Description The principal impact of the findings has been in the academic community: it is now clear that previously used methods to estimate melt rates at the base of ice shelves in some circumstances (ie, those exising beneath the southern George VI Ice Shelf) are entirely inadequate.
First Year Of Impact 2013
Sector Environment
 
Title Sub-ice shelf microstructure profiling 
Description A technique has been developed to obtain dissipation rates from the boundary layer beneath a floating ice shelf. This involves using a narrow microstructure profiler, available off the shelf, and deploying it through a hot-water drilled hole through the ice shelf. The hole is enlarged using a purpose-designed basal reamer, allowing the production of a large diameter "garage" at the ice base. This allows the profiler to arrive at its correct measurement velocity soon after it enters the boundary layer, yielding usable dissipation measurements. 
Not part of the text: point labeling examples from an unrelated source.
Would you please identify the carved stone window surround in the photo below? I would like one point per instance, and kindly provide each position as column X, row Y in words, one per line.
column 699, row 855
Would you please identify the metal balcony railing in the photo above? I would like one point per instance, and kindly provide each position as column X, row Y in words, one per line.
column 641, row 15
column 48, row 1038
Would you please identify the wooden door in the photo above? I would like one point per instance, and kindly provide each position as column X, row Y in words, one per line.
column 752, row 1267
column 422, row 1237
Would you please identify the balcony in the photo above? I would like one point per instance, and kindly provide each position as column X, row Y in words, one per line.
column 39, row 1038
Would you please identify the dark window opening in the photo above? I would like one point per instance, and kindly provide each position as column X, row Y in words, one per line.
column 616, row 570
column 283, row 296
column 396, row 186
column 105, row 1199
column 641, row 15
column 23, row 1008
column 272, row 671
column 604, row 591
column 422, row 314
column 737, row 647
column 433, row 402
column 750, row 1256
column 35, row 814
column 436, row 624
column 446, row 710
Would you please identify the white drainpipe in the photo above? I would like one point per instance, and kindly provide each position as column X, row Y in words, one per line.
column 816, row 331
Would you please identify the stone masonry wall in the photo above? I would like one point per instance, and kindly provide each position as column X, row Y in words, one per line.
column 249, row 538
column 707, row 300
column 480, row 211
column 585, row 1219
Type Of Material Improvements to research infrastructure 
Year Produced 2014 
Provided To Others? Yes  
Impact For the first time, dissipation rates have been measured beneath an Antarctic ice shelf, allowing a direct test of boundary layer parameterisations of vertical heat and salt flux. The impact is therefore on the ice-ocean modelling community which seeks to predict with greater accuracy the basal meltrates of ice shelves. 
 
Title Turbulence beneath Larsen C Ice Shelf, Antarctica (2012) 
Description Turbulent velocity fluctuations in the ice shelf-ocean boundary layer beneath Larsen C Ice Shelf were observed using two turbulence instrument clusters (TICs) deployed 2.5 m and 13.5 m beneath the ice shelf base in December 2011. Each TIC sampled the velocity fluctuations at a rate of 5 Hz, and were operated in burst mode with 15 minutes of data being collected every two hours. 4600 bursts were collected over a period of 392 days. 320 bursts failed the quality control checks, and were removed from the dataset. The TICs were deployed as part of the UK Natural Environment Research Council (NERC) Sub Ice Shelf Boundary Layer Experiment. Funding was provided by the NERC grant NE/H009205/1.